The method, which we call Shift and Truncate (SANT), obscures date information to any desired granularity. Shift and Truncate first assigns each patient a random shift value, such that all dates in that patient's record are shifted by that amount. Data are then truncated from the beginning and end of the data set.
The data set can be proven to not disclose temporal information finer than the chosen granularity. Unlike previous strategies such as a simple shift, it remains robust to frequent - even daily - updates and robust to inferring dates at the beginning and end of date-shifted data sets.

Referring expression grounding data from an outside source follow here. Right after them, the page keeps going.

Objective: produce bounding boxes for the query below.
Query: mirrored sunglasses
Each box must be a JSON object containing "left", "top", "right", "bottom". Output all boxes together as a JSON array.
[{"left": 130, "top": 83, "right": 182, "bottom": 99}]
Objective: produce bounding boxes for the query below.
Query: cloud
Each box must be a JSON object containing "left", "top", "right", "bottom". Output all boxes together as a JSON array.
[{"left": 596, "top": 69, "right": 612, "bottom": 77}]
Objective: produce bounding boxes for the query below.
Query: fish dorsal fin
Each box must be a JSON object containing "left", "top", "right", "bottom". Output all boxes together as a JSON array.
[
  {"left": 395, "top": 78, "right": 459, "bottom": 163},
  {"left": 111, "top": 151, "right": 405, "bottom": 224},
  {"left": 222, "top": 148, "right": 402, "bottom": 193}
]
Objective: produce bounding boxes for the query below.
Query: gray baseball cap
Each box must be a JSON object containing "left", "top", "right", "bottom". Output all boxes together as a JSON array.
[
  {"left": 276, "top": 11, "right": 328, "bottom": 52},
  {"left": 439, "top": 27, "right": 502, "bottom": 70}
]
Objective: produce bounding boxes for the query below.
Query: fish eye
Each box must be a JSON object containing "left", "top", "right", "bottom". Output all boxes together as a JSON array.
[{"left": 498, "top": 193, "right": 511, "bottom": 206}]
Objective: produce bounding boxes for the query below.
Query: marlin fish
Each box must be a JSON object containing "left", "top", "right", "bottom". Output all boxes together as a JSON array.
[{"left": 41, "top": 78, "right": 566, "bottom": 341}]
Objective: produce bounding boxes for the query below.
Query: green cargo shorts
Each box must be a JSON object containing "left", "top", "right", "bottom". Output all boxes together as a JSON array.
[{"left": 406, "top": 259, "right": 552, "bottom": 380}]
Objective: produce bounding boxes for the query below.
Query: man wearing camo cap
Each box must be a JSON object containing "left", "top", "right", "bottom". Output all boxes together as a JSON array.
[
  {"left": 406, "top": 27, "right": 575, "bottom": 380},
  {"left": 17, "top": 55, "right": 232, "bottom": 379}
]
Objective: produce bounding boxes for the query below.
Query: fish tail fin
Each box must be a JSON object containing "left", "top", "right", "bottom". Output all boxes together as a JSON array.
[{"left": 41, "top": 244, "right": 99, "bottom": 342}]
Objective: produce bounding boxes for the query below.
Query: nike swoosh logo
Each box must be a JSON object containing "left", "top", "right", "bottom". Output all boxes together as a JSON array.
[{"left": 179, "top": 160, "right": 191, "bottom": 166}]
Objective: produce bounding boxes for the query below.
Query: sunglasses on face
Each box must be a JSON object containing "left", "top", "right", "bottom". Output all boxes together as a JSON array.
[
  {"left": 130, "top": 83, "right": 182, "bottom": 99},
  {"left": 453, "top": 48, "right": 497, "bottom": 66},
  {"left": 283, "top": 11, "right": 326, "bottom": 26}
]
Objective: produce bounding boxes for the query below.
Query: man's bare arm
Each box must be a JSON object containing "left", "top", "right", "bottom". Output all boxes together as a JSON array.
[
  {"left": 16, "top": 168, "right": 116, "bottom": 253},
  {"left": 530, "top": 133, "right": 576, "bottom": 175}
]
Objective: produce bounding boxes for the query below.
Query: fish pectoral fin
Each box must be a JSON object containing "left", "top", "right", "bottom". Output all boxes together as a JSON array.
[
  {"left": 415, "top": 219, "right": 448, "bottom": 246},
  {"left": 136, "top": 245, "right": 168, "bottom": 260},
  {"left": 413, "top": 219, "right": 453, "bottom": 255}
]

Time-of-day may be retained or obscured, depending on the goal and anticipated knowledge of the data recipient.
The method can be useful as a scientific approach for reducing re-identification risk under the Privacy Rule of the Health Insurance Portability and Accountability Act and may contribute to qualification for the Safe Harbor implementation.
在大规模观察性研究中,维护患者隐私是一项挑战。为了帮助降低通过公开可用数据识别研究对象的风险,我们引入了一种用于模糊临床事件和患者特征日期信息的方法。
我们称之为“移位与截断”(SANT)的方法可将日期信息模糊到任何所需的粒度。“移位与截断”首先为每个患者分配一个随机移位值,使得该患者记录中的所有日期都偏移该数量。然后从数据集的开头和结尾截断数据。
可以证明该数据集不会泄露比所选粒度更精细的时间信息。与简单移位等先前策略不同,它对于频繁(甚至每日)更新具有鲁棒性,并且对于推断日期移位数据集开头和结尾的日期也具有鲁棒性。根据目标和数据接收者的预期知识,一天中的时间可以保留或模糊。
该方法作为一种科学方法,可用于根据《健康保险流通与责任法案》的隐私规则降低重新识别风险,并可能有助于符合安全港实施的条件。